Attention Winter Sports Fans — Sun Ice Cool in Ski Heaven!

By Yigal Schleifer and Katharine Q. Seelye

Healing from the brutal Olympics crowds are flocking to to the one place to find that kind of cocoon: Beijing’s own mountains.

International ski resorts including the United States, France, Austria and Switzerland have promised winter sports enthusiasts warm welcome and rolling mountain views, a little piece of the outside world right in the heart of the motherland.

Four U.S. resorts alone — Maine’s Sugarloaf, Vail, Utah’s Park City and the California town of Squaw Valley — are heading into a season of anticipation that usually peaks when the slopes finally open Dec. 10.

But they’re not the only resorts with an Olympic gold taint surrounding them.

A string of frozen igloos erected in the mountains near Beijing will hold team sports supporters and spectators during the 2010 Games, following the model of Vancouver’s temporary ‘Hillside Pods.’

A crane hoisted the wires and snow-storage units into place last week, signaling winter sporting life is already well underway.

The 38-member U.S. Olympic cross-country skiing team will train at Park City, a three-hour drive from Beijing, just over a week after the Olympics end in February. The world’s largest alpine ski resort, Mountain Park in Steamboat Springs, Colo., is a two-hour drive from the Chinese capital.

“Our job is to get as many out there as we can,” said U.S. Ski Team spokesman Tom Kelly.

Three weeks before its official opening weekend, the village of Park City Mountain Resort already housed hundreds of volunteers, Americans and Chinese alike.

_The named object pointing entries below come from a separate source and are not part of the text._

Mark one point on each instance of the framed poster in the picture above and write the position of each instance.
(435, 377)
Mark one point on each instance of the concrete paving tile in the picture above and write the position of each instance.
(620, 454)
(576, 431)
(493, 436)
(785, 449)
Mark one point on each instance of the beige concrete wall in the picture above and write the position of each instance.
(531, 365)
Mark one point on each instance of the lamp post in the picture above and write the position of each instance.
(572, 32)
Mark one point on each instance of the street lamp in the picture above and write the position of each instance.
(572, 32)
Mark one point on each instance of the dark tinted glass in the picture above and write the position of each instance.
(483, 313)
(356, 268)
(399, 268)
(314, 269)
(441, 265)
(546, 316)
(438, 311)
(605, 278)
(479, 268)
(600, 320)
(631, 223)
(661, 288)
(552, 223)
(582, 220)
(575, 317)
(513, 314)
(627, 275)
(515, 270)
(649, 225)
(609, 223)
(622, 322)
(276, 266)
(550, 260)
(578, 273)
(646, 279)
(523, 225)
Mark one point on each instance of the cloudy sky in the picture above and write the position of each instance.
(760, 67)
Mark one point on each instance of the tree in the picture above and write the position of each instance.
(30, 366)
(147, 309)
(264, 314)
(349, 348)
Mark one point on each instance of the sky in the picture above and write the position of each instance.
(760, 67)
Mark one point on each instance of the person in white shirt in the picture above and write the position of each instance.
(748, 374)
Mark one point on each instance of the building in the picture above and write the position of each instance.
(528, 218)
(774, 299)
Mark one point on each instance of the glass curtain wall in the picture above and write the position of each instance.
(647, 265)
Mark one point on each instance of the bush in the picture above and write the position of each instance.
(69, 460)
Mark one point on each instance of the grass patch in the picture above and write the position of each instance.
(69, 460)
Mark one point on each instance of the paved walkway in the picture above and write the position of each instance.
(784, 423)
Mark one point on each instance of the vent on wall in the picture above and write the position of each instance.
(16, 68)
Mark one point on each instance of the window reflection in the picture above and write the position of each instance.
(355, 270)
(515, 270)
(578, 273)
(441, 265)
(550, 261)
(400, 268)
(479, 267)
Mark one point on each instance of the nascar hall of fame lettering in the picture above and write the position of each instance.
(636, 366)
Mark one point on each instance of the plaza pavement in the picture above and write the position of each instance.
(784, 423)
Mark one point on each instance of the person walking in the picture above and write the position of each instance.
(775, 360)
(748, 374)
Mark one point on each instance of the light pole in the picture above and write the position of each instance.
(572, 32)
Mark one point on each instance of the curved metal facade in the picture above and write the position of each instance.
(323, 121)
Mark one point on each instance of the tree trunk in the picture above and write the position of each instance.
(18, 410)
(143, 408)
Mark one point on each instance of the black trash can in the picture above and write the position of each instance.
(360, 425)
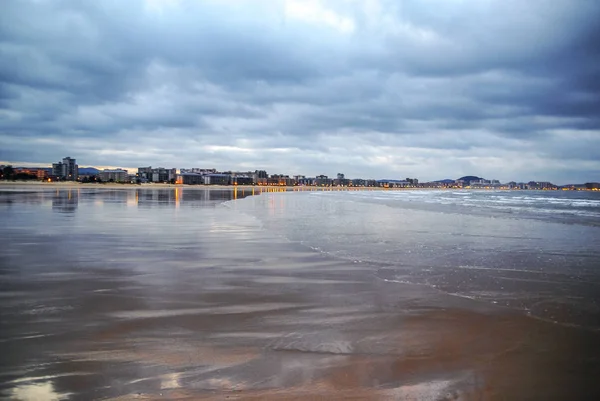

Small clusters of ski lodges, ice rinks and the airstrip were already buzzing with activity, ready to welcome high-profile skiers when they arrive.

The hosts will undoubtedly be relieved.

Skiing is traditionally associated with the northern climates of Europe and the United States. An average of 20,000 tourists come to Wyoming, Colorado, Montana and Utah each winter, mostly as cross-country skiers. The state of Alaska produces roughly 100 percent of the Arctic sport’s revenue, earning more than US$25 million a year at Whistler Olympic Resort alone.

The ski town of Beijing is known for hosting two FIS world championships in 1991 and 2000, when its Gobi Desert bobsled tracks and cross-country race course hosted “classic” and “alternate” cross-country events.

But the Winter Olympics have helped generate a new profile for China’s ski resorts.

More than half of the Alpine resorts opened outside China at the 2008 Winter Games in Turin, Italy. Since then, more than 100 new hotels have sprung up around the world’s four largest ski regions: France, Italy, Norway and Switzerland.

Economists predict the early arrivals could mean a year-over-year drop in tourist spending and spending on souvenirs and dinners. Still, the numbers are significant enough to matter: The U.S. travel business spent $37 billion in 2007, according to Global Blue, a buyer and broker for packages and travel services.